Among the new rules adopted by the MFC as part of the May 2010 settlement:

• New rules were implemented regarding the size and type of gill nets allowed, and the time frame in which they can be deployed.

• The state adopted an enhanced “observer” program, with more observers on the water and a new certification program for volunteer observers.

• The agreement exempts Currituck Sound and parts of Albemarle Sound, where sea turtle presence has not been confirmed, from the new regulations, pending further scientific study.

• A committee has been appointed by the MFC and the Beasley Center to advise state authorities on issues surrounding sea turtle protection.

Nowlin’s symposium presentation was a summation of the lawsuit and the effects after one year of implementation of the settlement.

Formulating a carbon-trading blueprint

Clinic students also helped a client produce and publish a “how-to” guide for the forest carbon-trading process. Daniel Ribeiro LLM ’09, who now runs the environmental sector of the Ministério Público in Brazil, and Ryan Stoa ’11 worked with client Forest Trends, a nonprofit dedicated to promoting payments for ecosystems services in forest ecosystems, on the development and publication of the guide. Among other contributions, the two drafted a model contract for forest carbon trades.

Professor James Salzman, who has worked with Forest Trends for nine years, explained that demystifying the complex forest carbon-trading process “will hopefully reduce transaction costs and make these types of payments for ecosystem services more common.” Salzman, Duke’s Samuel Fox Mordecai Professor of Law and Nicholas Institute Professor of Environmental Policy, facilitated the partnership between the NGO and the clinic.

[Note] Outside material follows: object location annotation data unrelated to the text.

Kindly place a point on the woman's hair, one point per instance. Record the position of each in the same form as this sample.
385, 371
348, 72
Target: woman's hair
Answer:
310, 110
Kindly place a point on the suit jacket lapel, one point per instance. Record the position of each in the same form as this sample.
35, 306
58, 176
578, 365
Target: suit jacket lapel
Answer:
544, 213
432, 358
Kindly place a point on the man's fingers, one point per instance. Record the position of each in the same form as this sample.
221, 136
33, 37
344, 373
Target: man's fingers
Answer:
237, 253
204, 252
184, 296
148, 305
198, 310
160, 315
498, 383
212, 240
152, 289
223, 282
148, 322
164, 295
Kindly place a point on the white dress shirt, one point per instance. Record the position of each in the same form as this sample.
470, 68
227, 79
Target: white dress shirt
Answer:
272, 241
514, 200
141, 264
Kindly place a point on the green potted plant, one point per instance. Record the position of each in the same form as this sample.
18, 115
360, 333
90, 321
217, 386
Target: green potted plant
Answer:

Ribeiro and Stoa researched the basis for such an agreement, and worked with the client to fine-tune it before the document was released and presented last December at the Conference of the Parties to the United Nations Framework Convention on Climate Change in Cancun, Mexico.

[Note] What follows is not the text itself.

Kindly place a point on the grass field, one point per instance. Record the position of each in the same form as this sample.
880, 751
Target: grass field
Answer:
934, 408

Students experience, firsthand, “unpredictability” of trials

As they neared the end of the fall 2010 semester in the Environmental Law and Policy Clinic, students learned of a significant development favoring one of their clients. On Dec. 1, the North Carolina Department of Environment and Natural Resources (DENR) revoked a certification essential to Alcoa Power Generating, Inc.’s renewal of a 50-year license to operate dams on the Yadkin River, resulting in suspension of testimony in an ongoing hearing. The clinic has represented the nonprofit Yadkin Riverkeeper for two years in its attempt to convince the state to deny Alcoa the certification.

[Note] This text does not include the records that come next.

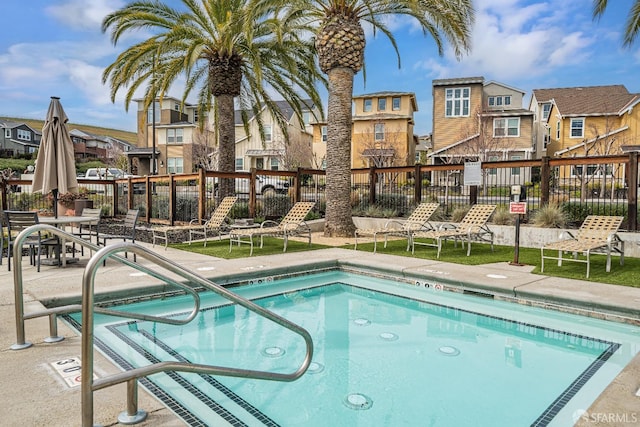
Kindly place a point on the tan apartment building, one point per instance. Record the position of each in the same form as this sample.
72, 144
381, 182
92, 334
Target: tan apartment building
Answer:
382, 131
181, 146
585, 121
478, 120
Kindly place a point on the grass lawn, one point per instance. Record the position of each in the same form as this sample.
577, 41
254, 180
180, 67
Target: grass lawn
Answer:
625, 275
220, 248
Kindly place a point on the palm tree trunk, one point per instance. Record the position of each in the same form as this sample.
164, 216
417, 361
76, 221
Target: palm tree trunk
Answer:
338, 221
227, 150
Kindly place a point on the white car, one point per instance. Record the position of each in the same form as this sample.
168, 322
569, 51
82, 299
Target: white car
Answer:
106, 173
265, 185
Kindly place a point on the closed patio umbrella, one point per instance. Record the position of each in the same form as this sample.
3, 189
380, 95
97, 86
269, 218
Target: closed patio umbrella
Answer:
55, 165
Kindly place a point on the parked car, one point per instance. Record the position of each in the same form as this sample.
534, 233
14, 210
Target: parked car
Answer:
265, 185
106, 173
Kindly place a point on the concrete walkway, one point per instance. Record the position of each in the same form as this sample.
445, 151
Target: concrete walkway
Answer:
33, 393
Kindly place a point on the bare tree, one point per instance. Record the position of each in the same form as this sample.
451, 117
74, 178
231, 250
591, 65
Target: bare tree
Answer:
295, 153
381, 147
205, 150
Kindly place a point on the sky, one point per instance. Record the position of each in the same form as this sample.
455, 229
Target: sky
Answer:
57, 48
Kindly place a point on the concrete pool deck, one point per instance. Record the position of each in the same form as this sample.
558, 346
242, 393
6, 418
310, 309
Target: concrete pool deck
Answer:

Testimony and e-mails introduced by Clinic Director Ryke Longest and lawyers working on behalf of others opposed to the certification, persuaded DENR to officially revoke the certification. In a letter, the director of the DENR Division of Water Quality cited testimony that showed Alcoa “intentionally withheld information material to determining the project’s ability to meet the state’s water quality standards for dissolved oxygen,” as reason for the revocation.

Longest and clinic students from the Law School and Duke’s Nicholas School of the Environment have prepared and presented legal and scientific arguments to show granting the certificate violates the Clean Water Act and the North Carolina Environmental Policy Act.

Under Longest’s supervision, 3Ls Adrian Broderick, Greg McDonough and Andrei Mamolea appeared on behalf of Yadkin Riverkeeper in a September motion hearing. McDonough and Hillary Bunsow ’11 conducted direct examination of witnesses during the recertification hearings.

"We have had a lot of exposure to both trial preparation and the unpredictability that arises when you take all that preparation to court," said Broderick. "It has been exciting to watch the trial progress and to participate as new issues arise."

Rounding out the docket

Clinic students in the also successfully represented clients opposed to the building of an outlying landing field for naval aircraft in northeastern North Carolina and secured a superior court order mandating the environmental review of a proposed cement plant on the Cape Fear River.